RTN¶
RTN Quantizer¶
RTN
dataclass
¶
RTN(name: str = None, num_layers: int = None, calc_quant_error: bool = False, include_layer_names: list[str] = None, exclude_layer_names: list[str] = (lambda: ['lm_head'])(), include_layer_keywords: list[str] = None, exclude_layer_keywords: list[str] = (lambda: ['per_layer_model_projection'])(), target_layer_types: tuple = (lambda: (Linear,))(), hessian_dtype: dtype = torch.float32, module_to_name: dict = dict(), results: dict = dict(), flag_calibration: bool = False, flag_hessian: bool = False, flag_xtx: bool = False, wbits: int = 4, groupsize: int = -1, sym: bool = False, mse: bool = False, norm: float = 2.4, grid: int = 100)
Bases: Quantizer
RTN (Round-To-Nearest) quantizer.
RTN is the simplest quantization method that rounds weights to the nearest quantization level. It does not require calibration data or Hessian matrices, performing quantization using only weight statistics.
Quantization method: - Computes minimum and maximum values of weights - Computes scale and zero point - Rounds weights to nearest quantization level (Round-To-Nearest)

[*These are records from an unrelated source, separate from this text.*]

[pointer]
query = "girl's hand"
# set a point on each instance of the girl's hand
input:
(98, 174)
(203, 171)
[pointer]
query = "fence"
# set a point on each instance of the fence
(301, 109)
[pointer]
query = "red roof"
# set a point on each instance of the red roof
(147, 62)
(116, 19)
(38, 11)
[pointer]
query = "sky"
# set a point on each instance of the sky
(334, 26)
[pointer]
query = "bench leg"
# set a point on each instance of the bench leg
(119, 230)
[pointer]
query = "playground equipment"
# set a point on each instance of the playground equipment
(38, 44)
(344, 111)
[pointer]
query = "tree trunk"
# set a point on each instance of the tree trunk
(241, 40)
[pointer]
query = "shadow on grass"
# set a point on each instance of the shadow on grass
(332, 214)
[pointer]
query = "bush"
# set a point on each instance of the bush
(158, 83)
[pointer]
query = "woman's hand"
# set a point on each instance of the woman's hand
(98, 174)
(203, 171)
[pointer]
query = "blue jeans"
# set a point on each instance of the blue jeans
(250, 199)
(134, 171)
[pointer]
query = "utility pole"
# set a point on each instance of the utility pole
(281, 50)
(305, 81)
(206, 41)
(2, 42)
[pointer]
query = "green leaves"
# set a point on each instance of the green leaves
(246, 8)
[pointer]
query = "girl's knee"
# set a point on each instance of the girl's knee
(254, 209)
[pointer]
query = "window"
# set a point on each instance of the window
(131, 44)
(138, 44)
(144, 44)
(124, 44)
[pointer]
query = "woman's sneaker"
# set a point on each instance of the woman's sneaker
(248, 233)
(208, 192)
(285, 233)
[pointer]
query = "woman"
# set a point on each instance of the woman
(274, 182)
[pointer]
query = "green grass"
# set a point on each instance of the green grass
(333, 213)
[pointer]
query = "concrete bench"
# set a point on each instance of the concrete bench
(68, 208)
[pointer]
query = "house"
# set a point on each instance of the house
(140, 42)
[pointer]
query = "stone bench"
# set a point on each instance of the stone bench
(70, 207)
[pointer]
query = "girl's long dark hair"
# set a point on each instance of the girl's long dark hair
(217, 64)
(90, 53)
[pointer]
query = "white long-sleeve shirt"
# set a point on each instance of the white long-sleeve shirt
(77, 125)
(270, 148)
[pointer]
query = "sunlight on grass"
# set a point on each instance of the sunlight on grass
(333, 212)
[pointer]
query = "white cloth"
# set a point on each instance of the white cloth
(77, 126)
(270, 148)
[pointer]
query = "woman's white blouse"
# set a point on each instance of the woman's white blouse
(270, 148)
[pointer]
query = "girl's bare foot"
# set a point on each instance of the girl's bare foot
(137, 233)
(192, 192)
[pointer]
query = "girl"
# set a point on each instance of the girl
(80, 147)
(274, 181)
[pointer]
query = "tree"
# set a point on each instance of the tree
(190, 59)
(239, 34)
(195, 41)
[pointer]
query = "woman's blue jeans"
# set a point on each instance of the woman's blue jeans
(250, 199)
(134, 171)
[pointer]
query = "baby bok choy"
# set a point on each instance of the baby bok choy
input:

RTN does not require calibration data or Hessian matrix. Fastest method but may have lower accuracy compared to other methods.
Attributes:
| Name | Type | Description |
|---|---|---|
flag_calibration |
bool
|
Whether to use calibration data (False for RTN). |
flag_hessian |
bool
|
Whether to use Hessian matrix (False for RTN). |
wbits |
int
|
Number of quantization bits. Default is 4. |
groupsize |
int
|
Group size. Computes independent scale and zero point for each group. -1 means no grouping (single scale and zero point for entire row). Default is -1. |
sym |
bool
|
Whether to use symmetric quantization. If True, zero point is placed at center. Default is False. |
mse |
bool
|
Enable MSE grid search for optimal clipping. Default is False. |
norm |
float
|
Lp norm exponent for MSE search. Default is 2.4. |
grid |
int
|
Number of candidate shrink levels for MSE search. Default is 100. |
Methods:
| Name | Description |
|---|---|
quantize_layer |
Quantize a layer using RTN. |
validate_params ¶
Validate RTN parameters once in setup().
Validated ranges
wbits: int, 1 <= wbits <= 64 groupsize: int, -1 or >= 1 sym: bool (no constraint) grid: int >= 1 (when mse=True) norm: float > 0 (when mse=True)
quantize_layer ¶
Quantize a layer using RTN.
Parameters:
| Name | Type | Description | Default |
|---|---|---|---|
module
|
Module
|
The layer module to quantize. |
required |
input
|
tuple or Tensor
|
Input tensor (not used in RTN). Default is None. |
None
|
hessian
|
Tensor
|
Hessian matrix (not used in RTN). Default is None. |
None
|
Returns:
| Name | Type | Description |
|---|---|---|
RTNResult |
RTN quantization result object containing quantized weights and parameters. |
Raises:
| Type | Description |
|---|---|
ValueError
|
If groupsize does not divide in_features. |
RTNResult¶
RTNResult
dataclass
¶
RTNResult(dequantized_weight: Tensor = None, quantization_time: float = None, output_squared_error: float = None, mean_output_squared_error: float = None, weight_squared_error: float = None, mean_weight_squared_error: float = None, relative_output_squared_error: float = None, relative_weight_squared_error: float = None, wbits: int = None, groupsize: int = None, sym: bool = None, quantized_weight: Optional[Tensor] = None, scale: Optional[Tensor] = None, zero: Optional[Tensor] = None)
Bases: QuantizationResult
Result class for RTN quantization.
Inherits from QuantizationResult and adds RTN-specific parameters.
Attributes:
| Name | Type | Description |
|---|---|---|
dequantized_weight |
Tensor
|
Dequantized weights (FP16, CPU) - inherited from parent class. |
wbits |
int
|
Number of quantization bits used. |
groupsize |
int
|
Group size used (-1 means no grouping). |
sym |
bool
|
Whether symmetric quantization was used. |
quantized_weight |
Tensor
|
Quantized weights (INT type, CPU). |
scale |
Tensor
|
Scale coefficients (FP16, CPU). |
zero |
Tensor
|
Zero point (FP16, CPU). |